新しい墓を作る立場として、もちろん既存の宗教がもたらしてきた様々な遺産は承知しているが、形骸化した宗教教義や儀礼を旧態依然としたまま、暴利をむさぼるようなやり方は当然淘汰されるべきだと思う。今は宗教といえども経世済民である。戒名など腐臭漂う生臭坊主にもらうより、AIに書いてもらったほうがよっぽど良いものができるだろう。

位牌の成立については想像の域をでなかったが、改めて私達の宗教観が歴史的に異種混交していることはもっと意識されてもよいし、また儀礼というものが所詮人が都合よく作った形式であり、それは人の心の変化と共に変化していくものだということも自覚されてよいように思う。一方で儀礼は単なる形式であるが故に、その意味は合理性では図りきれないものを含んでいることも事実で、ベースには人が本来的に持つ死への恐怖や、苦や業や罪への贖いの意識が流れている。故に儀礼は無くなることもない。

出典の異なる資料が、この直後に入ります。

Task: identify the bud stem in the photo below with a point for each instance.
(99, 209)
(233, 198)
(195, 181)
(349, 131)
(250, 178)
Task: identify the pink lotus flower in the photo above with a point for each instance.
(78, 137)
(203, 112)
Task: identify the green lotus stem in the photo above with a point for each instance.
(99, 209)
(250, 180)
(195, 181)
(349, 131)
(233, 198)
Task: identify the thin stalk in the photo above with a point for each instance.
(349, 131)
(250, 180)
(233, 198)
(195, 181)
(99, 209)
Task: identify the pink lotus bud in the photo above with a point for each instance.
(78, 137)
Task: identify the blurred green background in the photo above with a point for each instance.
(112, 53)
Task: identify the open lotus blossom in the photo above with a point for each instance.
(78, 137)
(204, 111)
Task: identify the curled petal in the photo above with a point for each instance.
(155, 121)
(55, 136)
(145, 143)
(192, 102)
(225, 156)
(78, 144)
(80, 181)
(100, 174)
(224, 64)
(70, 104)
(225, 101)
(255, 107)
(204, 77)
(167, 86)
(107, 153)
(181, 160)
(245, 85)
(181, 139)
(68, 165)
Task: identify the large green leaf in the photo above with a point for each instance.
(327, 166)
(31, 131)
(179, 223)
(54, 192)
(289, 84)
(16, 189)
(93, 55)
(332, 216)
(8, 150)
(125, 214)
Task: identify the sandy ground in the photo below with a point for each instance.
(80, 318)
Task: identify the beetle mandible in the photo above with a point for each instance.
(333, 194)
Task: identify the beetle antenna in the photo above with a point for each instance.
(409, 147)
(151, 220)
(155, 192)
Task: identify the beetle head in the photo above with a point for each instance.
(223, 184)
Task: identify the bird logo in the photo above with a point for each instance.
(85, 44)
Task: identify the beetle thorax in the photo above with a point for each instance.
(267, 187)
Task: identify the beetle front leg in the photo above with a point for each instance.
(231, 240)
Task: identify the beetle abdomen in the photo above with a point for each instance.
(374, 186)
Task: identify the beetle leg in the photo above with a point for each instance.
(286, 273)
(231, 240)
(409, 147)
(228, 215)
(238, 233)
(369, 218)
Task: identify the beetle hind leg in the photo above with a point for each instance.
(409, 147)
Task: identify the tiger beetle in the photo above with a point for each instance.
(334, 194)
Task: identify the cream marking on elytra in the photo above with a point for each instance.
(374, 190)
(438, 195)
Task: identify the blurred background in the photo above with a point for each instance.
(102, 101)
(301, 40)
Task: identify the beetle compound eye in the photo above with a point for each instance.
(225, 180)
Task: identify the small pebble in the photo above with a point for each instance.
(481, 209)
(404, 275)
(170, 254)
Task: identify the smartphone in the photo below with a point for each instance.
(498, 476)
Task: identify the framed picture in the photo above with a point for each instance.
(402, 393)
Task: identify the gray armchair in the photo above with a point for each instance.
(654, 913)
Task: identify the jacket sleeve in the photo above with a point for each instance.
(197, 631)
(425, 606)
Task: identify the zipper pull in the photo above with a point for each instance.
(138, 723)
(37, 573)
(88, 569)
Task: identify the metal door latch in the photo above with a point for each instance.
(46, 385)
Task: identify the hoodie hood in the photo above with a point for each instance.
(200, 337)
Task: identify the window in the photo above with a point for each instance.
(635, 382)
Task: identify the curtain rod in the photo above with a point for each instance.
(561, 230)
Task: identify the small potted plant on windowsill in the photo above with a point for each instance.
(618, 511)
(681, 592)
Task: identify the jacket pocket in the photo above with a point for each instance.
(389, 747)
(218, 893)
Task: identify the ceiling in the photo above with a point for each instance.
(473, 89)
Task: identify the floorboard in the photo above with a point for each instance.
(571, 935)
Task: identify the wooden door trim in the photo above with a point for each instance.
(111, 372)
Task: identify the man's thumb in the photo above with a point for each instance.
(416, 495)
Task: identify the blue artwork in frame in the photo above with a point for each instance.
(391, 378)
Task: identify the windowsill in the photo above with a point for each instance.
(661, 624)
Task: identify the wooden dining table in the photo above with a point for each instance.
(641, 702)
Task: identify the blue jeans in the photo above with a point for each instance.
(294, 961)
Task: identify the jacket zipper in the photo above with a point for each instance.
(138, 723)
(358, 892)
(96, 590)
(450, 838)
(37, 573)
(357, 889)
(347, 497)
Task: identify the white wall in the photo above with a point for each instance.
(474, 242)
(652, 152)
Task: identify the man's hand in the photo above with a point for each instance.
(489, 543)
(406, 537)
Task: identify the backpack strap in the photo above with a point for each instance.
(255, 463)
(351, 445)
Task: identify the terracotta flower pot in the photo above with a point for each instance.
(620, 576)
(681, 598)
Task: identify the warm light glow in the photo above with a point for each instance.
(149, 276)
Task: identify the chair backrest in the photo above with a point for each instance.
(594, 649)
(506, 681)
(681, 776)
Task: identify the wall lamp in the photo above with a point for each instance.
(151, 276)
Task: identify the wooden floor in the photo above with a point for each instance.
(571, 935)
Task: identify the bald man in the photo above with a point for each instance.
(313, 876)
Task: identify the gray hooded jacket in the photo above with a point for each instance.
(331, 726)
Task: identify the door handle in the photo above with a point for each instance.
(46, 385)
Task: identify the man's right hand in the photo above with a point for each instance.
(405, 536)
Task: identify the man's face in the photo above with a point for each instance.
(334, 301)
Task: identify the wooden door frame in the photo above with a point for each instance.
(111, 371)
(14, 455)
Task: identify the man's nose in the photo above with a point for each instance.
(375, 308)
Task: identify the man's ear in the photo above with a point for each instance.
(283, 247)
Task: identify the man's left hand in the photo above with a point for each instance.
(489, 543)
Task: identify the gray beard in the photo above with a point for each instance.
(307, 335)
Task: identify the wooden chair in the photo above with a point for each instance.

御経ひとつにしても浄土へ導くような美しい声で読誦する努力は必要だし、位牌もまた依り代として生活を豊かにするものであるべきだろう。当然時代にそぐわず忘れ去られていく形式もある。改めて何のためにあるのか、常にその存在意義を根底から考えてみる気持ちを忘れないようにしたい。

この記事が気に入ったらサポートをしてみませんか?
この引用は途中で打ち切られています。